Gesundheitsapps auf Rezept - Mehr Lebensqualität dank digitaler Angebote
Eine App auf Rezept? Was noch vor Kurzem abwegig klang, ist seit Herbst 2020 in vielen Arztpraxen Alltag. Zum Beispiel bei Priv.-Doz. Dr. med. Peter Fellmer. Regelmäßig verordnet der Facharzt für Gefäßchirurgie in seiner Duisburger Praxis sogenannte Digitale Gesundheitsanwendungen (kurz: DiGA). Bei der Behandlung von Patienten unter anderem mit Durchblutungsstörungen, Raucherbeinen oder venösen Leiden, häufig begleitet durch Übergewicht, hat er festgestellt: „Das Verfahren führt zu zunehmendem Erfolg. Wir erreichen damit deutlich mehr Patienten als zuvor.“
DiGA sind Teil des Digitale-Versorgung-Gesetzes (DVG), das 2019 in Kraft getreten ist und mit innovativen digitalen Ansätzen die Gesundheitsversorgung verbessern soll. Der Anspruch der Versicherten auf die Versorgung mit digitalen Gesundheitsanwendungen wurde in § 33a SGB V eingefügt. Ihr Anspruch: die Krankheitsdauer zu verkürzen sowie insgesamt einen verbesserten Gesundheitszustand und eine höhere Lebensqualität zu erreichen. Ihre Anwendung ist leitlinienbasiert und wissenschaftlich fundiert, sie sind daher offiziell als Medizinprodukte zugelassen. Für viele Anwendungen per App reicht ein Smartphone oder Tablet, andere DiGA funktionieren über eine Webseite, auf der man sich am Computer mit einem Passwort einloggt. Für wiederum einige DiGA benötigt man auch Zubehör.

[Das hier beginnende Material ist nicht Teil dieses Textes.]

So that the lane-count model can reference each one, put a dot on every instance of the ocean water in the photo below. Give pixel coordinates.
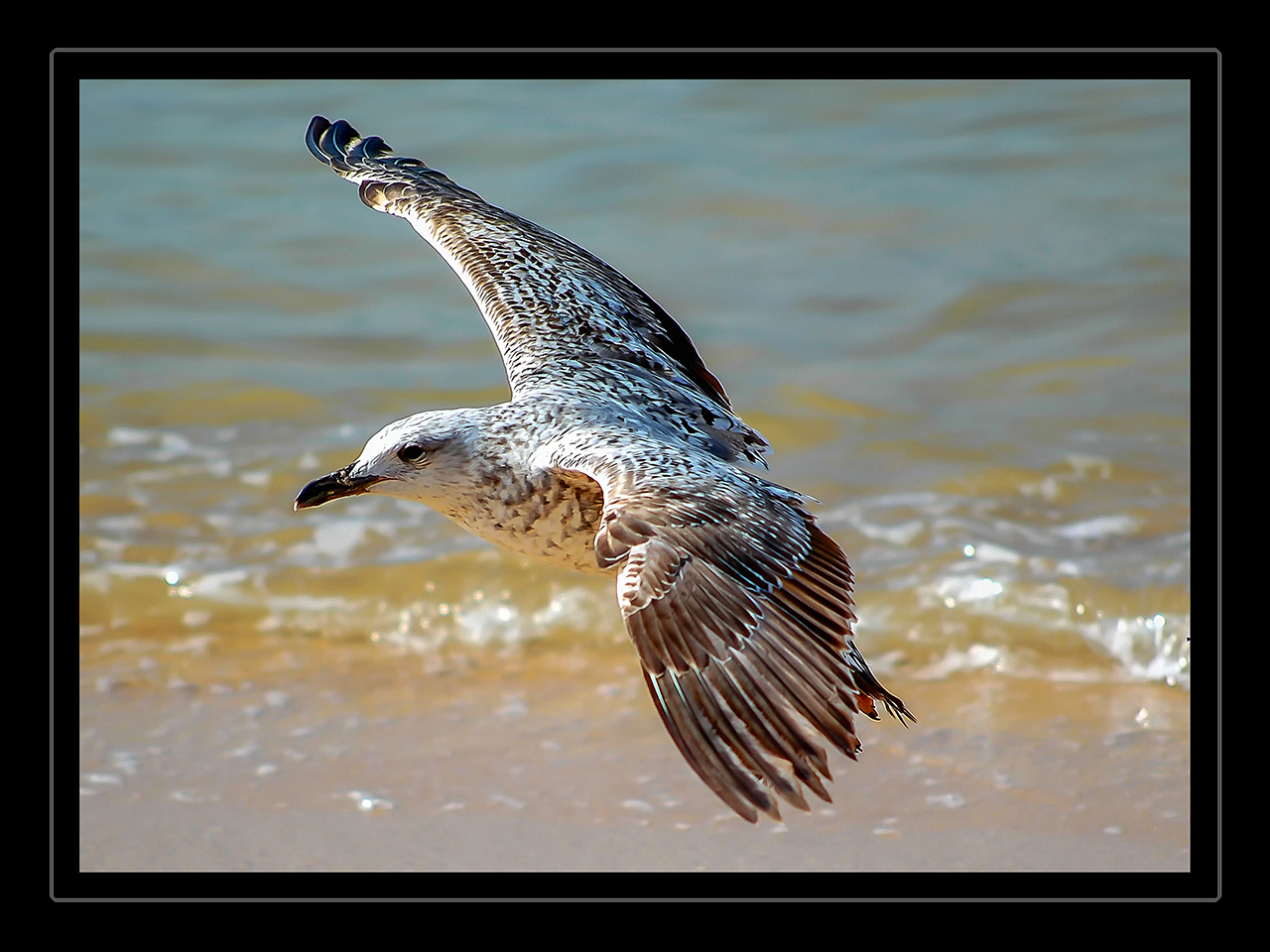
(957, 309)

DiGA versprechen Datenschutz und Funktionstauglichkeit
Die derzeit etwa 50 Apps können unter anderem an die regelmäßige Medikamenteneinnahme erinnern, Blutzucker- und andere vitale Werte dokumentieren sowie die Nutzer zu gesundheitsförderlichem Verhalten bis hin zur Unterstützung der Psyche motivieren. Dabei helfen Infos zur Erkrankung sowie einfache Anwendungen vom Ernährungstagebuch bis zur Bewegungs- oder Entspannungsübung.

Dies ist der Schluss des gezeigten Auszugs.